2. For pastry, in a large bowl stir together flour and salt. Using a pastry blender, cut in shortening until pieces are pea size. Sprinkle 1 tablespoon of the water over part of the flour mixture; toss with a fork. Push moistened pastry to side of bowl. Repeat moistening flour mixture, 1 tablespoon of the water at a time, until flour mixture is moistened. Gather flour mixture into a ball, kneading gently until it holds together. Divide pastry into four portions.

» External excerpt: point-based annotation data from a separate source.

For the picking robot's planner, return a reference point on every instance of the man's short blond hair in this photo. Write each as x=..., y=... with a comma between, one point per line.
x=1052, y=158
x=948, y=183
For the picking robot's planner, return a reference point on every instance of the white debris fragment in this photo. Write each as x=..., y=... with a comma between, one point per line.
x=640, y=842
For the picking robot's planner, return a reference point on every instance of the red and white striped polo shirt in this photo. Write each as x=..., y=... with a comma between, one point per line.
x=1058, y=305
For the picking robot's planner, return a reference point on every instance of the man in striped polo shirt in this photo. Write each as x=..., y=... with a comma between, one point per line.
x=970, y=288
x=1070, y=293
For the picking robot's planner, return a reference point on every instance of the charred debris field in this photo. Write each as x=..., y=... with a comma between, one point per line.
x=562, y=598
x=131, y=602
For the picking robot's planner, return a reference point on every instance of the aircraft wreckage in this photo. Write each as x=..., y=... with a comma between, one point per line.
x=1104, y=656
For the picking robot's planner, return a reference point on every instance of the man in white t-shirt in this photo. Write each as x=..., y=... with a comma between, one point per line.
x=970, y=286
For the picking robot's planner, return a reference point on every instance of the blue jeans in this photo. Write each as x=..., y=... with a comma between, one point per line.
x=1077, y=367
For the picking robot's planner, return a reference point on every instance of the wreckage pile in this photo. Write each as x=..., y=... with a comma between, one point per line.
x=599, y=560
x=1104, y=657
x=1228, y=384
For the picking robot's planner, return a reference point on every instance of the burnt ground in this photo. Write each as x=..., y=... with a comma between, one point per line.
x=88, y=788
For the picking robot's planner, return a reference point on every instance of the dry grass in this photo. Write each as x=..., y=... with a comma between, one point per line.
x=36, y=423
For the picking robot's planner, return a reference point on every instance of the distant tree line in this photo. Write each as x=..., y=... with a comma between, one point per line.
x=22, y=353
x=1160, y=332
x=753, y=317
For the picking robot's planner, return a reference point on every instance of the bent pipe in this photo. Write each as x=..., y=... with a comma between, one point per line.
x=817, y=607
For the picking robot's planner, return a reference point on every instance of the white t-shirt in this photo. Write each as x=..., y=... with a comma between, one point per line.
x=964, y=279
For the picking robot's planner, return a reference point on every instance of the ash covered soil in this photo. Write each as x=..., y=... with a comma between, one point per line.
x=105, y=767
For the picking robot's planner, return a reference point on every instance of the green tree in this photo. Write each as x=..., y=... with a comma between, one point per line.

3. On a lightly floured surface, roll out one portion of dough into an 8 1/2-inch circle. Ease pastry into a mini pie pan. Fill pastry with half of the cherry mixture. Trim pastry even with edge of pie plate.
4. Roll another portion of pastry into an 8 1/2-inch circle. Using a sharp knife, cut slits in pastry. Place the pastry circle on top of filled pastry. Trim to ½ inch beyond edge of plate. Fold top pastry edge under bottom pastry. Crimp edge as desired.
5. Repeat for second pie, using remaining pastry and cherry mixture. Place pies in oven. Bake for 20 to 25 minutes or until filling is bubbly and pastry is golden. Cool pies on a wire rack.